I think you’ve got 2 options - make peace with it (over time) or become not single.

I think you’ve got some mourning time to go through first. I promise you won’t be in the same mindframe 6 months from now as you are now. You’ll either be ready to mingle or really enjoying your freedom.

IMHO it’s easier for a 61 year old to get a date than it is to get a job, these day. Soooo…you’ve got that going for you?

Erm…actually this is just echoing what **TruCelt **said.

I suggest the “Failed Apollo mission” attitude, whereby you simultaneously try to make peace with being alone, while at the same time doing everything you can to find a mate. You should not quit and give in without trying; who knows, you may very well find someone. 61 is old, but it’s not 71 or 81.

The OP is a woman, presumably looking for a man. (This may be the thread she referred to.)

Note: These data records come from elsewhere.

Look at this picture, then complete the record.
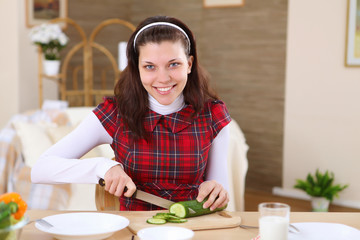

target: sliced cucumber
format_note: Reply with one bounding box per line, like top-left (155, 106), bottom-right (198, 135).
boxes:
top-left (169, 203), bottom-right (188, 218)
top-left (146, 218), bottom-right (167, 225)
top-left (155, 213), bottom-right (176, 216)
top-left (153, 213), bottom-right (181, 220)
top-left (169, 199), bottom-right (227, 218)
top-left (146, 212), bottom-right (188, 225)
top-left (154, 213), bottom-right (176, 219)
top-left (167, 218), bottom-right (188, 223)
top-left (152, 215), bottom-right (168, 220)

My advice would be: do stuff to spend time with people outside work. From an introvert’s perspective, something you genuinely like that doesn’t require conversation but provides opportunities for it is best. If you’re looking for male companionship, an activity that isn’t overwhelmingly female is good. (As an extreme example, chess is better than needlepoint.)

Depending on where you live, a little internet searching may turn up one or more “Over 55” groups you can check out. They have them in my area. It gives a focus for socializing in groups without the pressures of dating. Meet people, move on to the dating when you are ready.